Résumons pour les derniers de la classe ou les plus jeunes : la Fondation Maeght de Saint Paul de Vence (Var) accueille un festival de musique hors normes fin juillet 70. S’y produisent Sun Ra, Albert Ayler, Terry Riley, Cecil Taylor. Le public qui avait sifflé Ayler quatre ans auparavant à Pleyel faisait deux soirées durant une standing ovation au saxophoniste. Comprenne qui pourra.  

Si le répertoire de ces deux soirées reprend quelque peu les deux derniers enregistrements du saxophoniste pour Impulse, on devine ici une nouvelle direction. Le 25 juillet 1970, Ayler est à la tête d’un quartet d’où est absent Call Cobbs (il a raté l’avion). Mary Parks, la compagne d’Ayler, (chant, saxophone soprano) y révèle un tempérament vif et tranchant. Ici, la clarté du chant du saxophoniste en étonnera plus d’un, son désir de retourner à la mélodie –qu’il n’a en fait jamais quittée-  sans omettre son recours à la convulsion laisse à penser qu’Ayler avait réussi à réconcilier ses propres extrêmes. La paire Steve Tintweiss, Allen Blairman, parfaitement en phase avec le new Ayler va pousser le saxophoniste très loin dans l’expressivité d’un art jamais égalé. Autour de Ghosts, Love Cry se nichent quelques inédits baptisés Revelations. Ce sont, précisément, ceux-ci qui nous intéressent. Improvisations collectives, elles font se croiser les souffles (soprano pour Mary, cornemuse et ténor pour Albert), les expérimentations vocales et s’inscrivent en plein cœur d’un free jazz vibrant. 

Le 27 juillet le pianiste Call Cobbs (souvenir d’un mémorable Angels en duo avec le saxophoniste) rejoint la fine équipe. Les ultras-aigu d’Ayler sont de sortie, Allen Blairmann mouline comme un grand diable et le pianiste apporte swing, blues et gospel au sein des compositions du saxophoniste (écoutez son accompagnement sur Truth Is Marching In : il est aux antipodes harmoniques d’Ayler). Les oppositions voulues ou non (Again Comes the Rising of the Sun, Holy Family) ne manquent (une piste pour le new Ayler ?). Ici, se construit l’épique Revelations I et ses vingt minutes de folie douce). Ici, peu importent les approximations. Ici, l’on se jette à l’eau sans le souci de la noyade. Ici, l’on sculpte à même le vif.

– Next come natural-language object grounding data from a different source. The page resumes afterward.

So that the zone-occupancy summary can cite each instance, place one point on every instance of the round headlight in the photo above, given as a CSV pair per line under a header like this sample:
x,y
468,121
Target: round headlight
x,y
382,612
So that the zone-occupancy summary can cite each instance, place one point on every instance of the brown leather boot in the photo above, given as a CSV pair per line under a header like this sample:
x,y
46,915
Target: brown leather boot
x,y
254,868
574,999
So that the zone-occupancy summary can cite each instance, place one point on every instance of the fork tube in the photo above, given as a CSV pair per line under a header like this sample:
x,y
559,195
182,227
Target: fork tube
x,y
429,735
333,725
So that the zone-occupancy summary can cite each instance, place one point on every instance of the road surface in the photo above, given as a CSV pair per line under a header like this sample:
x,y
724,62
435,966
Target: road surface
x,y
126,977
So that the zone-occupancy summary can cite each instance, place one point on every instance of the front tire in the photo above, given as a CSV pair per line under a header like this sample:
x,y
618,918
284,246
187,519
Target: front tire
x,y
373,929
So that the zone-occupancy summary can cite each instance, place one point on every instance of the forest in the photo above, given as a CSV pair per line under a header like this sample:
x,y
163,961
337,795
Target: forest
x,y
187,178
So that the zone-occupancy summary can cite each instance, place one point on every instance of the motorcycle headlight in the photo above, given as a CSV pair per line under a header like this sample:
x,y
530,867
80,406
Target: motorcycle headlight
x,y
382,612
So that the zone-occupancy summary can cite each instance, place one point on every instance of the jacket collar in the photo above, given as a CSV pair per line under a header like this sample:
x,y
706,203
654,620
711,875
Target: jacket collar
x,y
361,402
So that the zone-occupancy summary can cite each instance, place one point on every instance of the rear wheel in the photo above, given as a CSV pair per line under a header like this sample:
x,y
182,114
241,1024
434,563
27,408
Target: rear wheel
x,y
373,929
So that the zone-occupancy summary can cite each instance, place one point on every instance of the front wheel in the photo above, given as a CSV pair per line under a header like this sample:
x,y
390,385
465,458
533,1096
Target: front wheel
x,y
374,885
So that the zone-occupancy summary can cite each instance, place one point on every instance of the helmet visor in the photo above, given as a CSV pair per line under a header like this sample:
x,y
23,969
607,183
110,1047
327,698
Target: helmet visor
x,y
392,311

Ici, le débordement est la norme (le vénérable Call Cobbs, habitué à des musiques plus centrées fait siennes marges et pages blanches). Et on n’écrira jamais assez combien son accompagnement fait de longs et riches enroulements offre de nouvelles perspectives au saxophoniste. Contesté, critiqué voire haï, Albert recevait de la part du public une longue et émouvante ovation. La première… et la dernière.

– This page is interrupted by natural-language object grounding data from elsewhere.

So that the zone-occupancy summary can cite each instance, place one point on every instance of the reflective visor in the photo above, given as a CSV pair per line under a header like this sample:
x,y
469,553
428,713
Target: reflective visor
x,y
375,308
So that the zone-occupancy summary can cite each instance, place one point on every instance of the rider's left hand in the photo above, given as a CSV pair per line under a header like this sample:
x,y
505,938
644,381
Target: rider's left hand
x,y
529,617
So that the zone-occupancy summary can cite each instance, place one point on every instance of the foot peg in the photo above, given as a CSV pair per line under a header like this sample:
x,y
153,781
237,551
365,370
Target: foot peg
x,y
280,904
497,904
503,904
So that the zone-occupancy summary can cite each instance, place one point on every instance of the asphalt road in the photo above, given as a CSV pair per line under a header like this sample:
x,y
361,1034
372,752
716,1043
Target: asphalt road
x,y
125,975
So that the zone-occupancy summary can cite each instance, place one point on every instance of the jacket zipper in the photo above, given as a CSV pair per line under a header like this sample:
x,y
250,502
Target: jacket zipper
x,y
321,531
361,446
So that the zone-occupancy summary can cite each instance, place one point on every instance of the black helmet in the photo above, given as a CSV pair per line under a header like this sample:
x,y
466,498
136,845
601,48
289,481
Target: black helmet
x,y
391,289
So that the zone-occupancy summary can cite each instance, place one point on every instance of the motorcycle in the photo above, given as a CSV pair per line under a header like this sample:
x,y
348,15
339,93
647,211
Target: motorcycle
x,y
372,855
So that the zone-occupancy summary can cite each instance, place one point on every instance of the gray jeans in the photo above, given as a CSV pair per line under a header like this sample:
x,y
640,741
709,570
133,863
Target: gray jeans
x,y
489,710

Le lendemain, Albert Ayler donna un court concert au village de vacances de la Colle sur Loup (on imagine la tête des campeurs) dont on trouve quelques extraits dans le monumental coffret Revenant. Le 25 novembre, on repêcha son corps dans l’East River. Suicide, accident ou assassinat (il aurait fricoté avec la girl d’un caïd local), le mystère reste entier.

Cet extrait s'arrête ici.